Introdução
A privação de sono é cada vez mais comum em nossa sociedade moderna. Muitas pessoas acreditam que dormir pouco causa apenas cansaço no dia seguinte, mas os impactos são muito maiores e éisso que ao longo dos últimos 20 anos temos visto a ciência evidenciando. A Medicina do sono vem frisando que que noites maldormidas podem alterar hormônios, afetar o humor e até estimular comportamentos alimentares desregulados. Além de elevar a pressão arterial, alterar a glicemia e ser gatilho para transtornos neurológicos. Ou seja, o sono é um pilar para a nossa saúde.
Quando falamos de saúde mental, a relação entre sono e alimentação ganha ainda mais destaque. Estudos recentes identificaram que a insônia inicial e os despertares noturnos estão fortemente associados à depressão em pessoas com compulsão alimentar (TCA ou Binge eating Disorder - BED). Isso significa que cuidar do sono é tão importante quanto cuidar da alimentação.
Prevalência Global de TCA (Binge Eating Disorder)
Uma meta-análise global estimou uma prevalência média de 0,9% (IC 95%: 0,7–1,0%) para o BED no mundo. As mulheres têm maior incidência (1,4%, IC 1,1–1,7%) em comparação aos homens (0,4%, IC 0,3–0,6%) e não houve diferença significativa entre países de alta renda e de baixa/média renda. Estudos apontam que, em mulheres jovens, a prevalência de transtornos alimentares (incluindo BED) varia de 5,5% a 17,9%, e entre homens jovens, de 0,6% a 2,4%
Prevalência na América Latina (inclusive Brasil)
Uma revisão sistemática na América Latina encontrou uma prevalência média pontual de 3,53% para o BED na população geral.
O impacto da privação de sono no corpo
Dormir pouco desregula o metabolismo de várias formas.
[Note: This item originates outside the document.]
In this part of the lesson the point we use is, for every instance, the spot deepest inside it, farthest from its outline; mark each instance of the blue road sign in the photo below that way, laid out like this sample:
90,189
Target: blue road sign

Quando o corpo não descansa, a produção de cortisol, hormônio do estresse, aumenta. Isso estimula o acúmulo de gordura abdominal e prejudica a regulação da glicose. Além disso, a privação de sono está ligada ao aumento da resistência à insulina, facilitando o surgimento de diabetes tipo 2.
Outro fator é a alteração dos hormônios da fome e saciedade. A grelina, que aumenta o apetite, sobe quando dormimos mal. Já a leptina, responsável pela sensação de saciedade, cai drasticamente. O resultado é um desejo maior por alimentos calóricos, como doces e fast food.
Essa combinação cria um terreno fértil para a compulsão alimentar e para o ganho de peso. Pessoas que sofrem com insônia tendem a comer mais durante a noite e buscam alimentos de alto valor calórico. Assim, o sono ruim pode ser um grande inimigo da manutenção de um peso saudável.
A compulsão alimentar e seus riscos
A compulsão alimentar é caracterizada por episódios recorrentes em que a pessoa consome grandes quantidades de comida em pouco tempo, acompanhados de sensação de perda de controle. Esses episódios são diferentes de um simples exagero: há sofrimento emocional e culpa após as crises.
Esse transtorno é um dos mais comuns entre os distúrbios alimentares e afeta homens e mulheres em todas as idades. Muitas vezes, ele está associado à obesidade e a dificuldades em manter hábitos alimentares equilibrados. Mas o que nem todos sabem é que ele também está fortemente relacionado à saúde mental.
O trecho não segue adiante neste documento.